Бумаги на девочку оформили довольно быстро: люди с положением, прекрасные рекомендации, жилищные условия – все в порядке. Но все же правду скрыть не удалось. Неизвестно, как проскользнула все-таки, проскочила узкой змейкой информация: девочка-то не чужая и взяли ее не просто так, а с умыслом. Были и партком, и письмо в газету. Короче говоря, семья Руководителя пострадала. Влиятельный родственник, брат жены, прикрыл как смог, хотя зятю теперь руки не подавал. Руководителя понизили в должности с переводом на новый строящийся объект, отобрали дачу в Барвихе, урезали зарплату.
Он пережил это довольно легко, куда страшнее были душевная боль, раскаяние, мука. Но все это меркло и тускнело перед его невероятной любовью к девочке. Она и вправду была прехорошенькая: черные глаза, вздернутый носик, пухлый рот, темные, нежные кудри. Вылитая Томочка, одним словом. Он вскакивал к ней по ночам, когда она начинала тихонько покряхтывать, умилялся, как она морщит носик, обнажает беззубые жемчужные десны. Сердце падало, когда она поджимала ножки и на ее личике появлялась гримаса боли. Жена подавала ему теплую, проглаженную утюгом, пеленку, и он осторожно расправлял ее на животике девочки.
Сестры, его старшие дочери, не отходили от кроватки малышки, трогали ее нежные пальчики и нежно щекотали ее розовые, гладкие пяточки. Поведение жены было безукоризненным. И он, подчас наблюдая за ней исподволь, видел в ее глазах любовь и нежность к малышке. Теперь он торопился со службы домой, и вся семья ждала его к ужину – небывалое дело. Он наконец начал общаться со своими молчаливыми дочерьми и с удивлением узнал, что одна, оказывается, остроумна, а вторая начитанна и рассудительна. Однажды ночью чувство вины и благодарности захлестнуло его, и он попытался обнять жену, но она отодвинулась на край кровати и отвела его руку, а потом повернулась к нему, и он увидел слезы в ее глазах. Она тихо сказала:
– Не надо, не мучай себя.
И он вдруг спросил с надеждой, сам не ожидая этого от себя:
– Но, может быть, когда-нибудь что-то наладится?
– Не знаю, – помолчав, честно ответила жена.

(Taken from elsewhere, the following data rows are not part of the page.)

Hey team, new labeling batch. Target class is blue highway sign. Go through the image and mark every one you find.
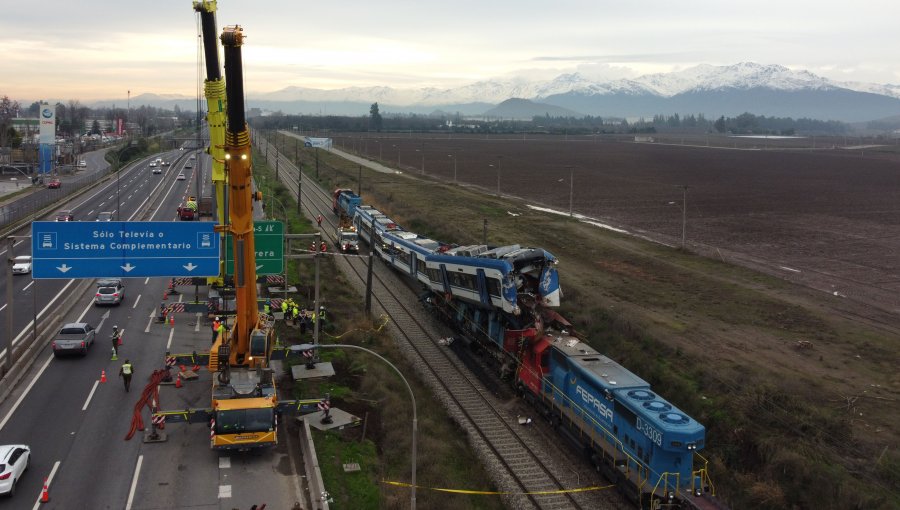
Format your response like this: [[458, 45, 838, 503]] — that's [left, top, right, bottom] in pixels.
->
[[31, 221, 219, 279]]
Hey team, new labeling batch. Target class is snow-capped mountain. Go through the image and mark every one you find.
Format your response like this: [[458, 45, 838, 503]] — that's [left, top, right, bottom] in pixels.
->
[[93, 62, 900, 122]]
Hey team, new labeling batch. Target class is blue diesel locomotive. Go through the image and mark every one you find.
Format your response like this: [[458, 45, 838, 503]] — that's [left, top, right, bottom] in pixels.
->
[[334, 189, 719, 509]]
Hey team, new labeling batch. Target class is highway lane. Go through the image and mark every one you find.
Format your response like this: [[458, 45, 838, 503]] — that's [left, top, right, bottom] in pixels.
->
[[0, 147, 211, 508], [0, 151, 189, 359], [0, 148, 300, 509]]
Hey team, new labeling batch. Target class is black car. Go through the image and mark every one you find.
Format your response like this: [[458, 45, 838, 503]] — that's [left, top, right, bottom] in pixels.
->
[[56, 209, 75, 221]]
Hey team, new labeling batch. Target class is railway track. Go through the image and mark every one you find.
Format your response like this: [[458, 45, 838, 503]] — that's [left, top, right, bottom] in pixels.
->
[[254, 132, 621, 509]]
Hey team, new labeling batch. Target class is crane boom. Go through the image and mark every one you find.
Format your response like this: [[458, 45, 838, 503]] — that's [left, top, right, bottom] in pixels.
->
[[194, 0, 227, 284]]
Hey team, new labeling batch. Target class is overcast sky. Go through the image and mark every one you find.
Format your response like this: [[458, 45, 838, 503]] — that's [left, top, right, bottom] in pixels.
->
[[0, 0, 900, 104]]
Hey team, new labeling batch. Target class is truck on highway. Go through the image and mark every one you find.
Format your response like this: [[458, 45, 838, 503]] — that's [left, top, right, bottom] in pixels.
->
[[178, 197, 197, 221], [197, 196, 212, 218]]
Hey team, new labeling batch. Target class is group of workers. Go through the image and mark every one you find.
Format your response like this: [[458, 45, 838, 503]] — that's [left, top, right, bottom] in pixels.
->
[[281, 298, 326, 334]]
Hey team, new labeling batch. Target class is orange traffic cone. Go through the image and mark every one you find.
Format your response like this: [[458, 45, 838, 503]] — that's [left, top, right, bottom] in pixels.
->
[[41, 478, 50, 503]]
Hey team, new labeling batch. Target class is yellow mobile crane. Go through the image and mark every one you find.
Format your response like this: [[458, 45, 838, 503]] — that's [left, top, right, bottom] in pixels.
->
[[194, 0, 227, 285], [154, 22, 322, 450]]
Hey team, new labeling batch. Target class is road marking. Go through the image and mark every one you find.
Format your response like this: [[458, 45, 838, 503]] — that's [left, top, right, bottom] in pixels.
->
[[32, 461, 60, 510], [0, 354, 53, 430], [0, 280, 75, 359], [75, 294, 94, 322], [125, 455, 144, 510], [81, 380, 100, 411]]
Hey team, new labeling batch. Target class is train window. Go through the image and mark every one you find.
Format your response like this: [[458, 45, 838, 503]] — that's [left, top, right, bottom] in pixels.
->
[[615, 401, 637, 427], [487, 278, 500, 297]]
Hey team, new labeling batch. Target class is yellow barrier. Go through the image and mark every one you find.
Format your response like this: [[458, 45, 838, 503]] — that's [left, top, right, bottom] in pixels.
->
[[381, 480, 616, 496]]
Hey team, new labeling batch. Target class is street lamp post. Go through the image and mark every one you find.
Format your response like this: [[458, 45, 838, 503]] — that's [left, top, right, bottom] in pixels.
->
[[290, 343, 419, 510]]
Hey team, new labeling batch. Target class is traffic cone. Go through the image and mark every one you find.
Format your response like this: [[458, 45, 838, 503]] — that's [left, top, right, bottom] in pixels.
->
[[41, 478, 50, 503]]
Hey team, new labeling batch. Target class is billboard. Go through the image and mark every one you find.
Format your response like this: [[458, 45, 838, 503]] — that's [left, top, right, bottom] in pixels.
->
[[303, 136, 332, 149], [38, 104, 56, 145]]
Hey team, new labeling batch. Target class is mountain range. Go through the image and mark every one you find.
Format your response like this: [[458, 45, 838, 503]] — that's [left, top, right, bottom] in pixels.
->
[[100, 62, 900, 122]]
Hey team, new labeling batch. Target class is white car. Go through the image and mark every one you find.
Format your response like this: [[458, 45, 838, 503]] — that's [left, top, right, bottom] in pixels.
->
[[13, 255, 31, 274], [0, 444, 31, 496]]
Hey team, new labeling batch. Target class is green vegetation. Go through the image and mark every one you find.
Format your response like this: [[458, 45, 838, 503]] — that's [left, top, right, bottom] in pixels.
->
[[266, 137, 900, 509], [253, 147, 503, 510]]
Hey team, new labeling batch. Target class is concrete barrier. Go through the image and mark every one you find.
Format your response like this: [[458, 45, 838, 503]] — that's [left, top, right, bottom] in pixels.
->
[[297, 418, 328, 510]]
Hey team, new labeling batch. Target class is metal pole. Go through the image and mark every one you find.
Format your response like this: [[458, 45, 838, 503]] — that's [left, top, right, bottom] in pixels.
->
[[497, 156, 503, 197], [297, 161, 303, 216], [3, 236, 14, 374], [681, 186, 687, 250], [313, 232, 322, 345], [366, 250, 375, 315]]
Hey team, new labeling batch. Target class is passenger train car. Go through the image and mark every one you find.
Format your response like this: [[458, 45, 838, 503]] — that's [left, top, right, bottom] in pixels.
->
[[334, 189, 719, 508]]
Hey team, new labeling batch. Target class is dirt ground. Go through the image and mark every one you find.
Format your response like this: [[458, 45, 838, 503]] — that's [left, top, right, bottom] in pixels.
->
[[316, 135, 900, 508]]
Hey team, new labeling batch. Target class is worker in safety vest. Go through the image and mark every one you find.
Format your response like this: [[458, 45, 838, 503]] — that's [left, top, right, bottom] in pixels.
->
[[211, 317, 221, 342], [119, 360, 134, 392]]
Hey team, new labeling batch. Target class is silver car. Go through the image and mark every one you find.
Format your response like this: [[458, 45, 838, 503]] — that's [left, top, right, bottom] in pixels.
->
[[94, 278, 125, 305], [0, 444, 31, 496], [13, 255, 31, 274]]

Он тогда понял – не простила. Страдает. Ах, как он ее понимал! Наверное, впервые в жизни.
А Томочка быстро оправилась после родов. Измеряла сантиметром талию – уф, слава богу, все в порядке. Ни миллиметра не прибавилось! Мазала голову репейным маслом – волосы, по счастью, перестали выпадать. Заказала у портнихи новое платье – по бежевому фону мелкие букетики голубых незабудок. Купила замшевые туфельки с перепонкой и кнопочкой. Готовилась к весне. Апрель выдался теплым, и уже в конце месяца она надела обновы.
Тогда, в апреле, она и встретила на Арбате своего старого приятеля – Художника. Он шел, как всегда, немного шаркая, прихрамывая (у него была больная нога), в светлом габардиновом плаще и черной беретке на голове. Томочка остановилась, дотронулась до его руки и рассмеялась:
– Господи, ну неужели тебе не жарко?
Он грустно улыбнулся:
– Знаешь, недавно болел ангиной да еще и радикулит.
– Нет, нет, – засмеялась Томочка. – Ничего этого слушать не желаю. Весна, солнце, никакого нытья.
Он слегка оживился, глядя на ее прелестное, улыбающееся лицо, любуясь ее милыми гримасками, тонкой талией, стройными ногами.
– Ну, может быть, ты созрела наконец и готова мне позировать? – спросил он с надеждой.
Она рассмеялась:
– Да, а что? Почему бы и нет? Теперь у меня уйма свободного времени!
Они начали встречаться в его квартире, в полуподвале в Колокольном переулке. В одной из двух маленьких смежных комнат стоял его мольберт и были разбросаны кисти, банки с растворителями и тюбики с красками, там же были его кушетка, покрытая узбекским сюзане, и шаткая табуретка с пепельницей и деревенским глиняным кувшином с сухоцветом. Во второй комнате жила его мать – почти слепая и глухая полусумасшедшая старуха, которая, вызывая сына, стучала палкой по стене. Он заходил, выносил горшок и кормил ее с ложки. После этого она надолго затихала.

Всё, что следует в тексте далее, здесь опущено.